The receiver has a state machine:
state: 0 - syncing, 1 - synced, 2 - delay detected, 3 - stream is back
0 syncing:
The receiver gather stats (with 3 bins, each collecting info of 10 packets):
- interval time between two packets
- trip time: time differnece between timestamp and localtime (do not need to be synchronised, but roughly go to the same pace)
1 - synced
Once stats are stable, go to this state.
Wait for a timeout to occur. Timeout is based on the interval stat, i.e. if we don't receive a packet as usual, we declare a delay. (probably due to a packet loss) move to state 2
2- delay detected
We basically wait for the stream to come back. If it is the case, display recover time (usec since delay detected)
3- stream is back
We wait until the trip stats are stabilised, which should indicate that the TCP stack has resent all its packets, and we are in a stable phase again. (actually, after thinking again, it may be that my algorithm decide too rapidly that we are back.. Whatever, not that important...)

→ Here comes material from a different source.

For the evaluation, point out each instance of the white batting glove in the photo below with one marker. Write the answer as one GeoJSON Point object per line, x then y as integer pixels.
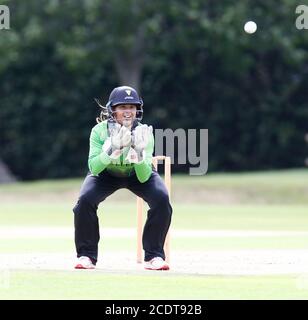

We print then a full_recover message, and go back in state 1.
## 4. Issues
Potential bug: I don't know how TCP reacts to dropped packets, especially if it gather all what has been sent from the application layer and build a big TCP packet to send everything at once. In that case, my programm my suffer. Receive buffer is 100 bytes, we should be enough to eat up to 5 packets. Only the first one will be considered for the stat, but should be ok to calculate recovery time (there's no state synchronised between the two programs as in the udp version). We may have an issue if the next segment doesn't start nicely on a message boundary. In that case, the trip time calculation will be wrong, potentially corrupting a bin. It should take more than 3 secs to reset the stat by valid packets, potentially delaying full recovery by that time. (not critical)
Note: state has to go back in 1 to be able to calculate delay time correctly.
Note2: if connections get dropped, you just recieve on the sender or receiver a connection closed or broken pipe. No timestamp though, so watch your console while doing the tests.